At around 18.00, Nattawut arrived at the Din Daeng Intersection on a pickup truck carrying several speakers to calm the crowd. He asked that the protesters return home and said that he would negotiate with the police to have them stop using force on the protesters.

Nattawut said that he is concerned about the protesters, and that they have already won just by the number of people who turned up to the protest. He said that there is no point in confronting the police and called for those on the frontline to retreat and to go home.

However, while part of the crowd retreated left with Nattawut, some protesters remained. At around 19.00, firecrackers were still heard, and by 19.50, as crowd control police closed in on the protesters, the remaining crowd retaliated by firing fireworks at them.

A row of containers blocking the Din Daeng Intersection

Voice TV reported at 20.33 that crowd control police ran to the entrance of a nearby condominium, firing rubber bullets into the condominium area and ordering bystanders to return to their residences. The officers also shouted profanities at bystanders, while a Voice TV reporter was shot in the leg with a rubber bullet.

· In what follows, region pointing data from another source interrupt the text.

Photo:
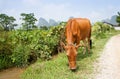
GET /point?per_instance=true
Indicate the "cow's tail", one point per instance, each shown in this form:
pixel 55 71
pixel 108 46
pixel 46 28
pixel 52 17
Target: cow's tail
pixel 90 40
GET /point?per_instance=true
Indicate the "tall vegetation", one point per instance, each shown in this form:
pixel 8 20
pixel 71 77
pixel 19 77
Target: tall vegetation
pixel 118 18
pixel 7 22
pixel 28 21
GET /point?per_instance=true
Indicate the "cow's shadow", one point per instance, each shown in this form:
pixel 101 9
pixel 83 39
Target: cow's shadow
pixel 82 55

Crowd control officers also continued to fire tear gas and rubber bullets as they pushed towards the Victory Monument, where the remaining protesters gathered. The situation continued until around 20.30, when all of the protesters left the area.

A checkpoint in front of the Rajawithi Hospital

There was also a report that military and police officers set up a checkpoint in front of Rajavithi Hospital and searched every motorcycle and pickup truck leaving the Victory Monument, claiming that the search is normal near the 21.00 curfew.

It was also noticed that some motorcycles were not searched, after the passengers, dressed like vocational school students, identified themselves to the officers at the checkpoint as police from Phaya Thai Police Station.